Sebab, yang harus diuji bukan sekadar apakah perusahaan memenangkan tender, tetapi apakah kualifikasi penyedia sesuai dengan pekerjaan yang harus dilaksanakan.


“Jangan berhenti pada perusahaan menang tender. Periksa apakah persyaratannya sesuai dan apakah pekerjaan yang dibayar APBD benar-benar dilaksanakan sesuai kontrak,” kata Abu Rizal.


Jika gedung tersebut memang membutuhkan rehabilitasi besar, publik berhak mengetahui apa kerusakannya, kapan terjadi, hasil pemeriksaan teknis dan apa dasar perhitungan anggaran Rp5,85 miliar.


Apabila kerusakan berkaitan dengan pekerjaan sebelumnya, persoalan tanggung jawab juga harus ditelusuri.


“Kalau ternyata ada cacat mutu atau persoalan pekerjaan sebelumnya, harus jelas siapa yang bertanggung jawab. Jangan sampai masyarakat membayar lagi melalui APBD untuk memperbaiki persoalan yang seharusnya menjadi tanggung jawab pihak lain,” tegasnya.


Dengan nilai kontrak miliaran rupiah, AP3 meminta publik dapat melihat rincian pekerjaan secara terbuka. Berapa volume setiap item? Berapa nilainya? Apa spesifikasinya? Ada pekerjaan tambah-kurang atau addendum? Berapa progres fisik dan berapa yang sudah dibayar?

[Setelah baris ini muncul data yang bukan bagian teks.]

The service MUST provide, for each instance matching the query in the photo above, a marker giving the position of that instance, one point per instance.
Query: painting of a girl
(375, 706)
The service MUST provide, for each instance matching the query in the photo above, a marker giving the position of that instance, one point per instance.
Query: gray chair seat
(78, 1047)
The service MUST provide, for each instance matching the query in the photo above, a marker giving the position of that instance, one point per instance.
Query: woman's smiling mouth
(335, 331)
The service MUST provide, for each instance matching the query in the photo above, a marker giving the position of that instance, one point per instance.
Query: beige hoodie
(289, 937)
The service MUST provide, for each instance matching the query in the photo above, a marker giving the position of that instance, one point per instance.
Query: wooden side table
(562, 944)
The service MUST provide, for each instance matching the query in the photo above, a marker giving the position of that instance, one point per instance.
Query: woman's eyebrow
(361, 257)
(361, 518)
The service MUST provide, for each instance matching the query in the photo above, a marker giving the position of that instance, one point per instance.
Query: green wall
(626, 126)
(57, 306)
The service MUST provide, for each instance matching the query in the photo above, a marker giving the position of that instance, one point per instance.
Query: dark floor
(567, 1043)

Volume harus diukur, mutu diuji, spesifikasi dicocokkan dan pembayaran dibandingkan dengan progres pekerjaan.


Inilah persoalan yang dinilai paling krusial. Jika rehabilitasi total memang dibutuhkan berdasarkan kajian teknis, pemerintah harus mampu menjelaskan dan membuktikannya.


Namun jika terdapat persoalan dari pekerjaan sebelumnya yang semestinya masih menjadi tanggung jawab pihak tertentu, maka publik berhak mempertanyakan mengapa biaya perbaikannya kembali dibebankan kepada APBD.


Per 10 September 2026, proyek disebut telah berjalan sekitar 212 hari sejak kontrak ditandatangani. Namun, durasi kontrak secara pasti, progres fisik, progres keuangan dan realisasi pembayaran masih menunggu konfirmasi resmi pihak terkait.



AP3 meminta pemerintah tidak memberikan jawaban normatif, tetapi membuka data dan dokumen. Pertanyaannya kini jelas:

Apa dasar “rehab total”?

Apa saja pekerjaan yang dibayar?

Apakah SBU penyedia sesuai?

Apakah BOQ sesuai kondisi lapangan?

Apakah volume dan mutu sesuai kontrak?

Ada atau tidak addendum?

Dan berapa uang APBD yang sudah dibayarkan?


Jika seluruhnya sesuai, buka dokumennya dan buktikan. Jika ditemukan kekurangan, perbaiki dan pertanggungjawabkan. Jika ditemukan indikasi pelanggaran, proses sesuai ketentuan hukum. Sebab yang digunakan adalah uang APBD uang masyarakat.


Hingga berita ini diterbitkan, Redaksi PALI Ekspres masih meminta konfirmasi kepada PPK, PPTK, Dinas PUPR Kabupaten PALI dan CV Dian Mandiri terkait dasar nomenklatur “rehab total”, KAK, BOQ, HPS, SBU, ruang lingkup pekerjaan, progres, pembayaran dan jangka waktu kontrak.